Kristin Sherrard, photo

Kristin Sherrard

Post-doctoral Fellow
kmsherra@u.washington.edu

I am interested in the cellular and mechanical basis for morphogenesis, a focus towards which I have spiraled inexorably if circuitously. I grew up in the Pacific Northwest and always expected to become a marine biologist, which I envisioned as studying whales and dolphins. I become side-tracked as an undergrad, receiving a B.A. in linguistics at Hampshire College in 1993, then rapidly came to my senses and remembered I wanted to study biology. While working through math and science pre-requisities for graduate school, I took invertebrate biology from Ken Lohman at UNC-Chapel Hill and discovered that small, squishy things that fit under a microscope were as bizarre as creatures from another planet and much more fascinating than whales. I went on to study the remnants of small squishy creatures, doing a master’s thesis in paleobiology with Peter Ward in the University of Washington’s geology department (1996-1998), in pursuit of which I spent much time in the Zoology department and at Friday Harbor Labs (FHL). I became fascinated by biomechanics, and thanks to courses with Tom Daniel and Garry Odell, my trajectory jumped definitively towards a mechanical approach to understanding biological function. I went on to study biomechanics with Mike LaBarbera at the University of Chicago, , where I worked on the fluid mechanics of suspension feeding in newly metamorphosed juvenile ascidians, and received my Ph.D. in 2003. I continued to work summers at FHL, and was there attracted to the Center for Cell Dynamics, where I have been a post-doc since 2005 (and where I can occasionally watch the orcas swim by).
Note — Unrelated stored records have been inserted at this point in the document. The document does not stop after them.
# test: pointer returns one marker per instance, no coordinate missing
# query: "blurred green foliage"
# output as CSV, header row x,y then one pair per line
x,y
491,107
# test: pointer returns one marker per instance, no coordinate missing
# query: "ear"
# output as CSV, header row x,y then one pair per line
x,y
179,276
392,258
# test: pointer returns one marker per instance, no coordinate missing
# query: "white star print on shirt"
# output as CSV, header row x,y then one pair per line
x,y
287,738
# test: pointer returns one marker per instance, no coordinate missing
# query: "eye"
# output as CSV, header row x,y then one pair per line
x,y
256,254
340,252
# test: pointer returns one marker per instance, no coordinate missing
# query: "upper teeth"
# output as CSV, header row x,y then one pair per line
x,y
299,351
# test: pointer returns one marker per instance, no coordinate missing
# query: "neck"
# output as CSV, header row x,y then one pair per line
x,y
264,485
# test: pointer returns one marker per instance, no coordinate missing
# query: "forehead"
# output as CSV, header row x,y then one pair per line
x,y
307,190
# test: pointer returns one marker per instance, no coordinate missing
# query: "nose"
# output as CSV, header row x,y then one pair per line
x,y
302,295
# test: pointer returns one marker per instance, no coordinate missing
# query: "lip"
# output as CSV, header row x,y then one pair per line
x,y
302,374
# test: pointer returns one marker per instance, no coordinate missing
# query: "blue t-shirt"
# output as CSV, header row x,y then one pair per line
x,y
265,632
Inspired by Ray Keller’s opinion (see Keller et al. 2003) that what developmental biology needed was a biomechanical perspective, I set out to investigate endoderm invagination in ascidians . This entailed just moving my focus to a slightly smaller scale, and a little earlier in ontogeny; however it has also required that I educate myself in a whole new realm of cell and developmental biology. Fortunately, at this tiny center of my inward-spiraling trajectory I have found a realm vast enough to occupy and fascinate me for several lifetimes of study.

Vegetal view of ascidian embryo, 110-cell stage, early in gastrulation. Cell fates have largely been determined by the 32-cells stage: endoderm yellow, muscle orange, mesenchyme pink, notochord red, A-line neural blue, a-line neural purple, ectoderm cyan.